I was in the car with the Dude and we were almost to our exit off the highway and a few minutes away from the husband's office. Suddenly all three lanes of traffic stopped. When traffic in the right lane slows or stops, it's usually because someone is driving entirely too slow for the highway or lots of people are lined up waiting to get off at the next exit. But all three lanes? Something bad happens to cause that and today was no different.

Driving on the highway everyday, you see things. Bad things. Probably more than most drivers because more bad things tend to happen on a highway compared to a residential street. And today? It was bad. very bad. I didn't see what happened. From what I'm reading in the news, I'm very thankful I only saw the aftermath. But I wish I didn't see anything at all. I've never seen CPR being done on someone in a true emergency. I've also never seen a dead person outside of a funeral home. I quietly cried as I drove by to get to my exit. the last I wanted to was explain what I just saw to my 9 year old. Childhood innocence only lasts a short while and he didn't need to know what we had just passed. My heart goes out to the deceased's family. I know bad things will continue to happen, but I'm so very thankful for one more day. One more day on a road where these things happen. One more day before one chapter closes and another exciting one begins. One more day at life.



Until next time...

Let Them Be Safe

I'm not really sure when it came to be a thing but apparently bomb threats are a thing.

It breaks my heart when I watch the news and hear about office buildings, schools, even neighborhoods that are on lock down because someone threatened to detonate a bomb. I'm sure it makes me sound older than I am, but when I was growing up, if you had a problem with someone, you met outside in the parking lot at the end of the day and released your frustrations with words and fists. Now, children are scared when they see a threat written on a bathroom wall in a building where they're supposed to be safe. All the kid wanted to do was pee!

I'm not naive, but I also don't live in fear. We've talked to our kids about bad people in the world and things they can do to keep themselves safe. I want them to live their lives, but also be aware of what is going on around them. We talk about how to stay safe when they want to walk to or from school. We've also had conversations about what others can do to keep them safe after hearing about tragedies such as Sandy Hook. New security policies were put into place at the schools here. Teachers and staff were trained. Book bags are to be kept in lockers.

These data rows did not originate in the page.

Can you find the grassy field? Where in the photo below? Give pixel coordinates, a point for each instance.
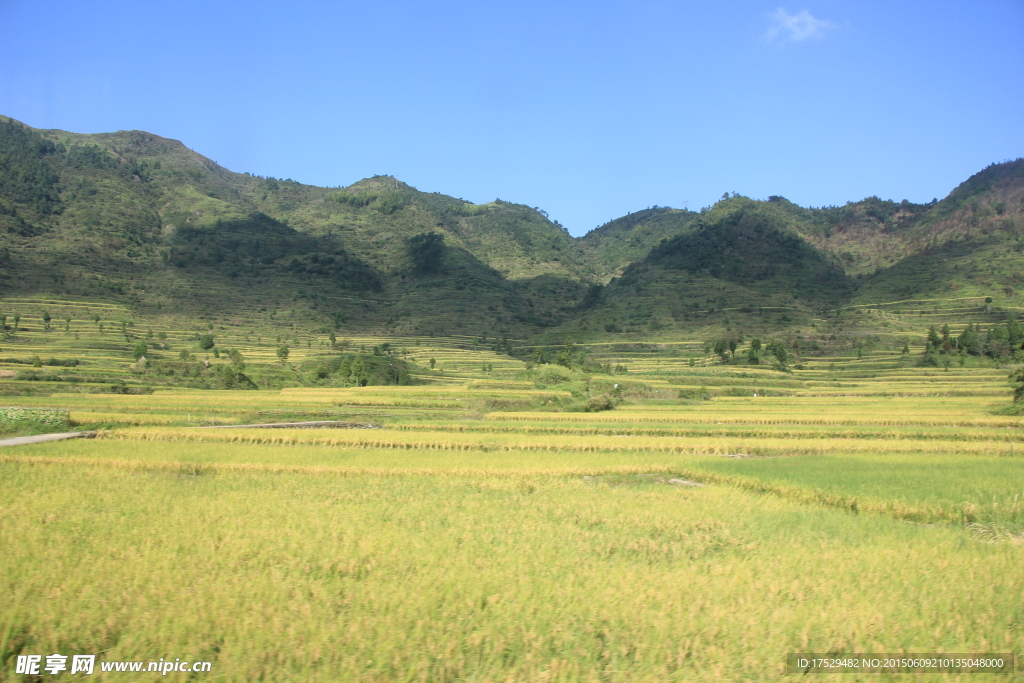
(483, 526)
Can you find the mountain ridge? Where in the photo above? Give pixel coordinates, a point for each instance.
(154, 224)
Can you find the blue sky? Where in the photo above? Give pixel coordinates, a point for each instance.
(587, 110)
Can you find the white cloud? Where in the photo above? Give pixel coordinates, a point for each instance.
(797, 28)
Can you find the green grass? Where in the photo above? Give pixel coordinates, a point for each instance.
(925, 487)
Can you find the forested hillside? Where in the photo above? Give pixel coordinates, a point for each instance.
(143, 221)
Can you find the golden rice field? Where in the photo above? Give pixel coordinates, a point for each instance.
(455, 542)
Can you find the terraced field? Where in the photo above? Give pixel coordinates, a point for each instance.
(483, 526)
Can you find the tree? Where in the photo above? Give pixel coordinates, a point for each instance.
(566, 355)
(970, 341)
(427, 252)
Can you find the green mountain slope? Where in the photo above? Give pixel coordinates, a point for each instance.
(148, 222)
(623, 241)
(142, 221)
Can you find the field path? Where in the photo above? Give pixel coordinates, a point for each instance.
(39, 438)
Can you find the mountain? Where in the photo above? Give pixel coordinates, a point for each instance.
(144, 221)
(148, 222)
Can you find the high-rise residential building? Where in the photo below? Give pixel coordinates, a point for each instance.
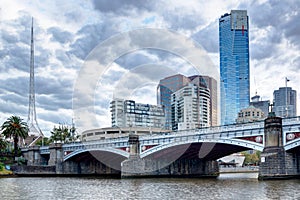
(211, 84)
(234, 64)
(165, 88)
(262, 105)
(190, 107)
(250, 114)
(285, 102)
(128, 113)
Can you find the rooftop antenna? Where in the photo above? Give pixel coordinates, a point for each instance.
(34, 130)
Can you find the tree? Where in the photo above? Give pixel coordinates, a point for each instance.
(3, 143)
(63, 134)
(14, 127)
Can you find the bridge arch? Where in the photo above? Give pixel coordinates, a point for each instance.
(203, 146)
(111, 150)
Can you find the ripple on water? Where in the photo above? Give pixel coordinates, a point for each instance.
(224, 187)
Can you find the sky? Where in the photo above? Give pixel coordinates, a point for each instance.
(88, 52)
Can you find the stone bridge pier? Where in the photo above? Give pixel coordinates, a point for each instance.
(135, 166)
(276, 163)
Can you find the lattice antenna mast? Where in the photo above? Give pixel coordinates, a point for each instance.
(34, 128)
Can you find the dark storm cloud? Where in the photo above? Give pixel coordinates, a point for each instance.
(59, 35)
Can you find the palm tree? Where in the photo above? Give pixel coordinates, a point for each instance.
(15, 128)
(3, 143)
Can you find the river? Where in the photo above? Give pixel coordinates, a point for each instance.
(226, 186)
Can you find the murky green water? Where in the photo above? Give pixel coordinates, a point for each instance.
(227, 186)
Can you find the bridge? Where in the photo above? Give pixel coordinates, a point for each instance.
(167, 152)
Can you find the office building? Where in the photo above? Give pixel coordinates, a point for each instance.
(128, 113)
(285, 102)
(211, 85)
(250, 114)
(234, 64)
(165, 88)
(262, 105)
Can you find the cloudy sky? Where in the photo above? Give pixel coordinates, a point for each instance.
(113, 44)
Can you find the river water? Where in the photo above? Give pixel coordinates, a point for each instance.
(226, 186)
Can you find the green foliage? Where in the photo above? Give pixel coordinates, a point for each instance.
(3, 144)
(44, 141)
(14, 127)
(63, 134)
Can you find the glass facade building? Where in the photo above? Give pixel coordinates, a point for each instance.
(285, 102)
(165, 89)
(128, 113)
(234, 64)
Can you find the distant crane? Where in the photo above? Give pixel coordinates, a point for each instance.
(35, 132)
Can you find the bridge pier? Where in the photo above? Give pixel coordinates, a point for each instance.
(135, 166)
(56, 157)
(276, 163)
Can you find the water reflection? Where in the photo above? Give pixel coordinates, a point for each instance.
(227, 186)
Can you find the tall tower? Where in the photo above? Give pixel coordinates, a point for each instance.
(234, 64)
(34, 130)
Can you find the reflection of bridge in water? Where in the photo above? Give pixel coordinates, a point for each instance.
(174, 153)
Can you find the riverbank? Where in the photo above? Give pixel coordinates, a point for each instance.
(5, 173)
(239, 169)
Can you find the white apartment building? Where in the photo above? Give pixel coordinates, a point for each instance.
(128, 113)
(190, 107)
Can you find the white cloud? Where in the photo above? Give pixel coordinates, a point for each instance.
(67, 31)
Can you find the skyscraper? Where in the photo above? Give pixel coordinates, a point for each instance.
(285, 102)
(211, 84)
(234, 64)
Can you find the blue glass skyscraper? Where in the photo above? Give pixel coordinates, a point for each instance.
(234, 64)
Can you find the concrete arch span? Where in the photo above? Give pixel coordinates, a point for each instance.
(207, 149)
(109, 157)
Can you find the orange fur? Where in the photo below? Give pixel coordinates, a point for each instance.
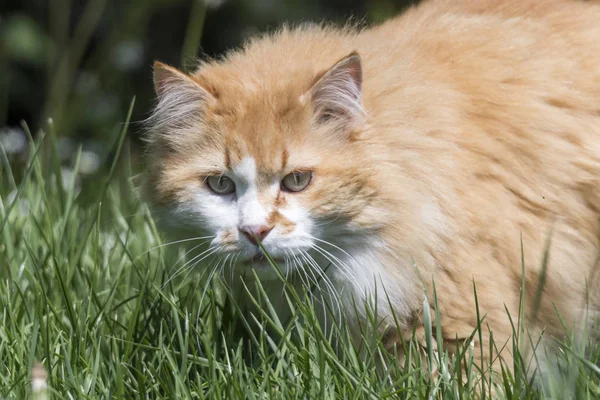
(482, 126)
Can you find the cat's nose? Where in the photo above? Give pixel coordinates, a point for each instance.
(255, 231)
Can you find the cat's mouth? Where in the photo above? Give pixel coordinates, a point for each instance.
(261, 259)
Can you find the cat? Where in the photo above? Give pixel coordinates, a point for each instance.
(444, 145)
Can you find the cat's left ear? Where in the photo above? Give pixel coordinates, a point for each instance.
(336, 96)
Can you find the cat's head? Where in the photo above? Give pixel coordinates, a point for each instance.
(235, 159)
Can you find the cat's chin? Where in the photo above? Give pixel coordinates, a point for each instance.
(262, 267)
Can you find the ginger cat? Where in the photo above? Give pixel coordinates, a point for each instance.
(423, 148)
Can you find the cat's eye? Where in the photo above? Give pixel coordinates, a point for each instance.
(220, 184)
(296, 181)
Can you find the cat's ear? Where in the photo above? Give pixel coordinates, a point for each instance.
(336, 96)
(168, 79)
(180, 98)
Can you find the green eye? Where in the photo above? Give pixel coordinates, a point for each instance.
(296, 181)
(220, 184)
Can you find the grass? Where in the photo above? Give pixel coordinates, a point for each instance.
(85, 289)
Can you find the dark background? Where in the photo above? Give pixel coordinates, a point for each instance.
(80, 62)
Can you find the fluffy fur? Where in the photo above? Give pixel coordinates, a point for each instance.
(438, 141)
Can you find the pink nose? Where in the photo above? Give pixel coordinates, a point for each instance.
(255, 231)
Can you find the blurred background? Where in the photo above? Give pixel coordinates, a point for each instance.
(80, 62)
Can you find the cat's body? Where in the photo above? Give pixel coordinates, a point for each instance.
(479, 125)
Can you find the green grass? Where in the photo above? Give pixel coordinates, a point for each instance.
(84, 291)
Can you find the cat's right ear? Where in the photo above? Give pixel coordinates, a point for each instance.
(180, 97)
(168, 79)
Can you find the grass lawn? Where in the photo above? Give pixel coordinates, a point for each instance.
(88, 289)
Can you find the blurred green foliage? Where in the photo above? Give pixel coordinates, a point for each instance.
(80, 62)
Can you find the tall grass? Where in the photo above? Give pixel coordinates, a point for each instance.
(85, 290)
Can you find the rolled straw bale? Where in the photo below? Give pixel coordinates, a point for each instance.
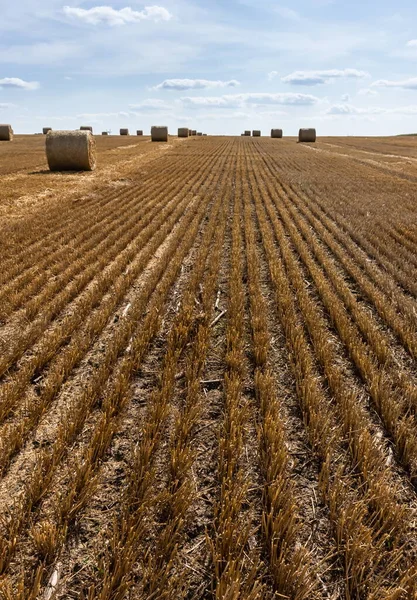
(71, 151)
(159, 133)
(307, 135)
(183, 132)
(6, 133)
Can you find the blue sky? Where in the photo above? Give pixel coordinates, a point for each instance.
(220, 66)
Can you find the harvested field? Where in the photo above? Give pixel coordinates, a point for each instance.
(208, 371)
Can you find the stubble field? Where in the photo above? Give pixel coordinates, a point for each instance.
(208, 371)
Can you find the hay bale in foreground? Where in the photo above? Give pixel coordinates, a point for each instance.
(159, 133)
(71, 151)
(6, 133)
(307, 135)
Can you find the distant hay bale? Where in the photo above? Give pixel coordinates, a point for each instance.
(159, 133)
(71, 151)
(307, 135)
(6, 133)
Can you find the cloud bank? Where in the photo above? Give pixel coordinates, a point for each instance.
(110, 16)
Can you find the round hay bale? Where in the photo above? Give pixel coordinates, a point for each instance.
(307, 135)
(71, 151)
(6, 133)
(159, 133)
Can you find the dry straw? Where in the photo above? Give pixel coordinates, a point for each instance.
(159, 133)
(6, 133)
(71, 151)
(307, 135)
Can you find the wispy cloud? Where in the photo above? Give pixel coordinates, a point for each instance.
(406, 84)
(194, 84)
(321, 77)
(287, 13)
(251, 99)
(110, 16)
(151, 104)
(15, 82)
(349, 109)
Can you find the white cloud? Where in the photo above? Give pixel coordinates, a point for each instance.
(367, 92)
(321, 77)
(110, 16)
(287, 13)
(151, 104)
(15, 82)
(349, 109)
(406, 84)
(194, 84)
(252, 99)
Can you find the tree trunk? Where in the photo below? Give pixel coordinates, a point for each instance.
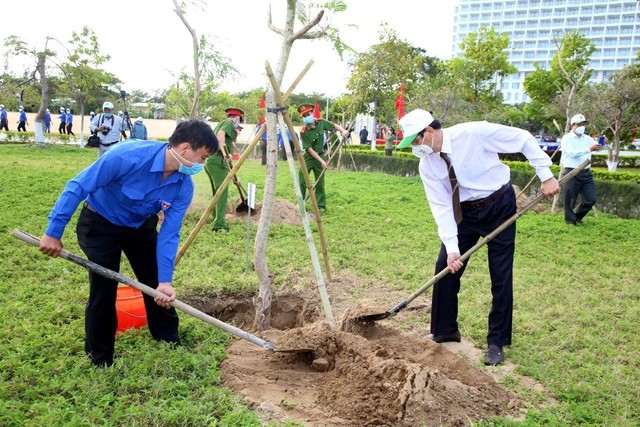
(262, 302)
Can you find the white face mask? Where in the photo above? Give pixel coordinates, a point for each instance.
(421, 150)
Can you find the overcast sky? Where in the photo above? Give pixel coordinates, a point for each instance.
(149, 44)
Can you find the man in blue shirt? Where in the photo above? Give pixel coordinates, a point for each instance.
(22, 120)
(576, 148)
(62, 129)
(139, 130)
(4, 122)
(46, 120)
(123, 191)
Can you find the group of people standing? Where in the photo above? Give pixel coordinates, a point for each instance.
(66, 121)
(467, 187)
(23, 121)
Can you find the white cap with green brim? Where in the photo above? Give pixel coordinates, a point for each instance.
(412, 124)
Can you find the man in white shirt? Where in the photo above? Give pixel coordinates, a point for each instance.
(576, 148)
(470, 195)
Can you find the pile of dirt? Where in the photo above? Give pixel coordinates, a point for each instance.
(522, 200)
(363, 376)
(358, 374)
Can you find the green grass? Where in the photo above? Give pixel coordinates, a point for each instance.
(577, 302)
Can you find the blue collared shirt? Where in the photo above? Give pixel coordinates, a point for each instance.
(575, 150)
(125, 186)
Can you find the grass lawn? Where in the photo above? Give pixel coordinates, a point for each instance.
(577, 302)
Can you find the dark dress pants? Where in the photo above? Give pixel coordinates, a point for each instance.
(580, 185)
(103, 243)
(477, 223)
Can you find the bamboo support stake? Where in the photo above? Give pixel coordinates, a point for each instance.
(282, 118)
(232, 174)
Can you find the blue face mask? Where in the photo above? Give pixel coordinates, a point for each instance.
(192, 170)
(187, 170)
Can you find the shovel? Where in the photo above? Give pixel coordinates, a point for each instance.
(402, 305)
(110, 274)
(241, 205)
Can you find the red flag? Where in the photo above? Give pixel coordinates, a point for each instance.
(316, 111)
(400, 106)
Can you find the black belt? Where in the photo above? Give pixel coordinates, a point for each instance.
(89, 207)
(476, 204)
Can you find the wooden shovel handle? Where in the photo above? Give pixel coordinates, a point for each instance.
(110, 274)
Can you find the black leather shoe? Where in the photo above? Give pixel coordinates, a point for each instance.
(454, 337)
(494, 355)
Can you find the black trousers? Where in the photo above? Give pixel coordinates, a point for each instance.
(580, 185)
(104, 243)
(477, 223)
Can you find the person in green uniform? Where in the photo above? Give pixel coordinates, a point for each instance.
(388, 145)
(216, 168)
(312, 139)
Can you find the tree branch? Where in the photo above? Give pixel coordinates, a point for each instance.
(302, 33)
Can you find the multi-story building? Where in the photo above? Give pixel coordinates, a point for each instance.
(612, 25)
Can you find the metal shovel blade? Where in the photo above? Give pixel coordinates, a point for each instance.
(292, 350)
(466, 255)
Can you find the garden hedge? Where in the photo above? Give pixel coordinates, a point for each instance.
(618, 192)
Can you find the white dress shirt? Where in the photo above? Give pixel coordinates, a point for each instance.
(575, 150)
(473, 150)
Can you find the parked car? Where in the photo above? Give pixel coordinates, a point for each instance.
(548, 142)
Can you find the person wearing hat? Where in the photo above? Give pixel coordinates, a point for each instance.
(312, 139)
(4, 121)
(139, 130)
(46, 121)
(577, 147)
(22, 120)
(469, 193)
(108, 128)
(122, 193)
(69, 120)
(217, 166)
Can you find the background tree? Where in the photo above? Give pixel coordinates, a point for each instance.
(82, 69)
(377, 73)
(482, 66)
(19, 47)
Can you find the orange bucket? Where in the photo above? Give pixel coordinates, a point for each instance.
(130, 309)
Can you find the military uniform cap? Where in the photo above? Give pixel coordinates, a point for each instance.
(305, 108)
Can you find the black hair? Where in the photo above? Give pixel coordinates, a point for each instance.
(197, 133)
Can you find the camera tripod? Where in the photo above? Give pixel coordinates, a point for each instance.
(125, 118)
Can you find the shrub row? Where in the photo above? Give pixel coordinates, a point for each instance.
(618, 192)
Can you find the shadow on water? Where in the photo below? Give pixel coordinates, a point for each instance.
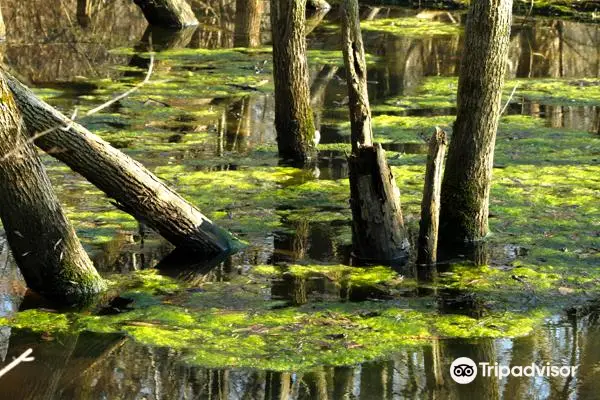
(110, 366)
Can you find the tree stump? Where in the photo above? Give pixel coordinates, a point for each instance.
(430, 205)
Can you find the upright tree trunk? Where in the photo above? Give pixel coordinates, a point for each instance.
(317, 5)
(135, 189)
(377, 226)
(41, 238)
(2, 27)
(356, 76)
(248, 14)
(167, 13)
(293, 116)
(430, 205)
(84, 13)
(467, 180)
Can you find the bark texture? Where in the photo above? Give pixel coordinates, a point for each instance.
(2, 27)
(317, 5)
(84, 13)
(377, 226)
(248, 14)
(466, 184)
(42, 240)
(167, 13)
(293, 115)
(135, 189)
(430, 205)
(356, 72)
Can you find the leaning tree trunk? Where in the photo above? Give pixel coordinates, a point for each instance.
(377, 226)
(293, 116)
(167, 13)
(467, 179)
(135, 189)
(41, 238)
(248, 14)
(84, 13)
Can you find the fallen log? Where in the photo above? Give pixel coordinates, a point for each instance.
(134, 189)
(167, 13)
(430, 205)
(43, 242)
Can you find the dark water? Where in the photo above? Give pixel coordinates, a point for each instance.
(53, 48)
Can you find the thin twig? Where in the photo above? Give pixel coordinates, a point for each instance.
(22, 358)
(127, 93)
(71, 120)
(509, 99)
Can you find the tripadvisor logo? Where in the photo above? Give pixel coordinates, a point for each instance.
(464, 370)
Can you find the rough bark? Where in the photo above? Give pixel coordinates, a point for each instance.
(467, 180)
(41, 238)
(135, 189)
(248, 14)
(167, 13)
(84, 13)
(313, 19)
(356, 72)
(317, 5)
(293, 116)
(2, 27)
(430, 205)
(377, 226)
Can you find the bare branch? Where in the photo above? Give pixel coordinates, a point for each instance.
(101, 107)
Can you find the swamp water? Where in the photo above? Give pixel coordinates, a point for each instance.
(287, 317)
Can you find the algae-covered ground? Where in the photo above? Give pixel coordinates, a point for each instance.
(294, 310)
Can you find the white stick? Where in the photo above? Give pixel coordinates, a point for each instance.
(87, 114)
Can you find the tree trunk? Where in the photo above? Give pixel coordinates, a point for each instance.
(467, 180)
(317, 5)
(2, 27)
(42, 240)
(135, 189)
(430, 206)
(293, 115)
(377, 226)
(167, 13)
(356, 76)
(247, 23)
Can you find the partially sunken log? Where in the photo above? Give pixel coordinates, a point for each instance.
(168, 13)
(135, 189)
(42, 240)
(317, 5)
(293, 116)
(377, 226)
(430, 205)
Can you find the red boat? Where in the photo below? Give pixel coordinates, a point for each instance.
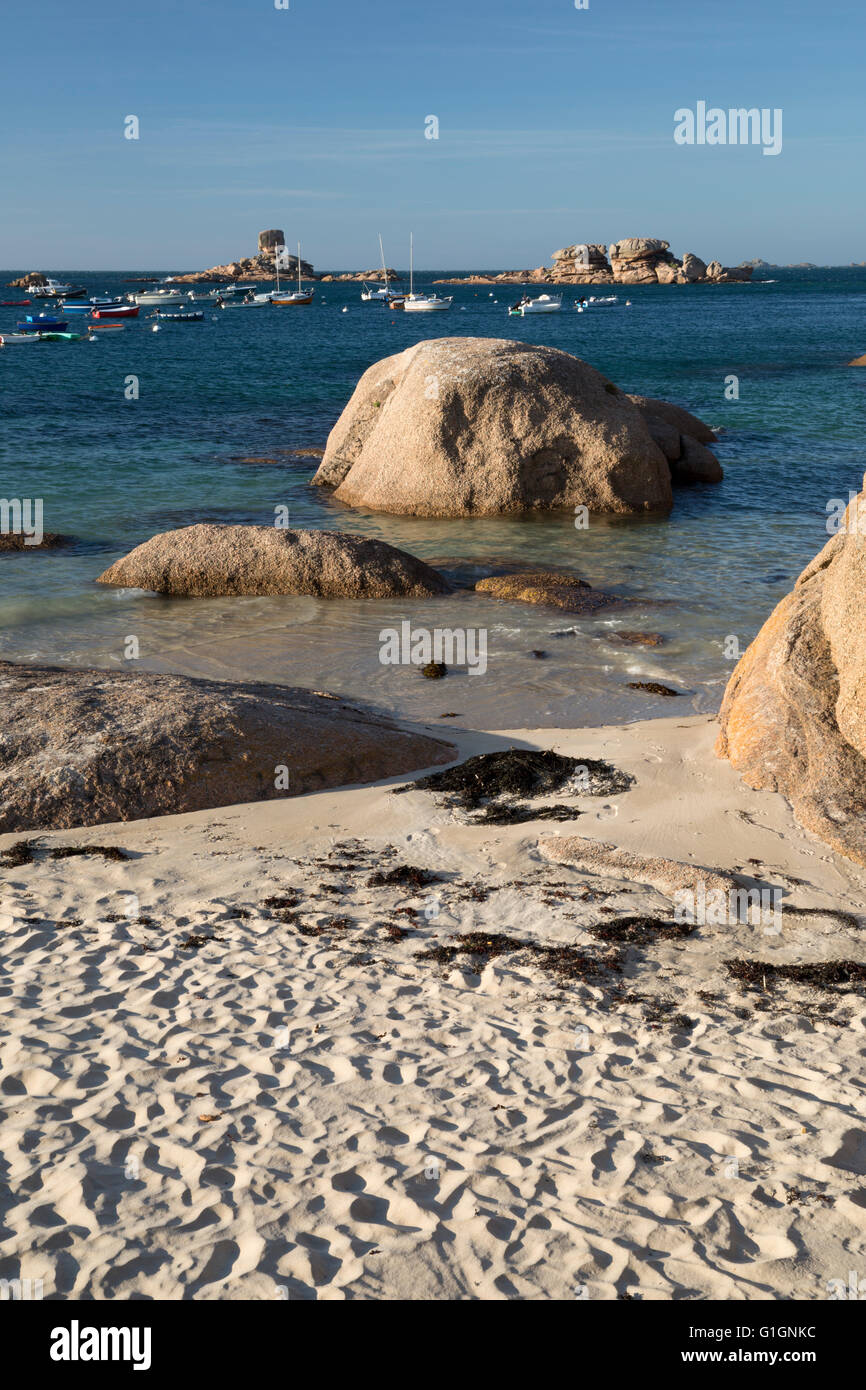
(121, 312)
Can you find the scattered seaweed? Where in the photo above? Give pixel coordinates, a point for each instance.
(18, 854)
(820, 975)
(519, 773)
(566, 962)
(640, 931)
(652, 688)
(71, 851)
(403, 876)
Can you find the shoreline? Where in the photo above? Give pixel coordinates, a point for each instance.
(266, 1072)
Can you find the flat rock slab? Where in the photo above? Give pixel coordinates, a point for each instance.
(85, 747)
(562, 591)
(218, 560)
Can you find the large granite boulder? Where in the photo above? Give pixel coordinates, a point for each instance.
(82, 747)
(216, 560)
(484, 426)
(794, 712)
(271, 239)
(692, 267)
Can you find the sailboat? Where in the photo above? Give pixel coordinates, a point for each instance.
(298, 296)
(421, 303)
(378, 295)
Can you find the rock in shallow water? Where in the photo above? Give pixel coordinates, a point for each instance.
(487, 426)
(216, 560)
(82, 747)
(794, 712)
(551, 588)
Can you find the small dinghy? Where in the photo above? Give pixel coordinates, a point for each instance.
(42, 324)
(117, 312)
(544, 305)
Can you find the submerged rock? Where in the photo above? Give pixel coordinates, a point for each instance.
(214, 560)
(551, 588)
(84, 747)
(485, 426)
(794, 712)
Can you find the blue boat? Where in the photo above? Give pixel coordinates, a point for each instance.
(42, 323)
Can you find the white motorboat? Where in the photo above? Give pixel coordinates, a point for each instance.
(421, 303)
(53, 289)
(160, 299)
(542, 305)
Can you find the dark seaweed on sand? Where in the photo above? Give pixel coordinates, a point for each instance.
(516, 773)
(822, 975)
(18, 854)
(563, 961)
(640, 931)
(405, 876)
(71, 851)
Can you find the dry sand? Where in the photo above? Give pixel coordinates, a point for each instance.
(271, 1114)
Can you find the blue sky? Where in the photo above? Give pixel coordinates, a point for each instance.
(555, 127)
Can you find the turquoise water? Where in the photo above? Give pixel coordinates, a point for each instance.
(259, 384)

All that being said, having these conversations and actually dealing with a potential issue are two totally different things.

My daughter recently came home with a letter from her middle school. A serious threat had been discovered written on a bathroom wall. The letter detailed what was found, what was done by the police and was would be done in the coming days to ensure the safety of the students and staff. I'm confident everyone is doing what needs done and my daughter will be safe, but it scares the hell out of me that this is happening in our neighborhood and in our schools. These threats can happen anywhere and, unfortunately, they do. I'm lucky if I can properly hard boil an egg so it blows my mind to think that a middle schooler knows how to make a bomb. I'd like to think they can't, but again, I'm not naive. The internet can be used for good and evil.

I know I can't put my children in a bubble to shield them from the evils of the world. What I can do is give them the tools to go out there and live and be safe. I just don't understand how it has come to this - sending our children out into a world riddled with evil. Sometimes all the security and training can't help as much as you'd hope.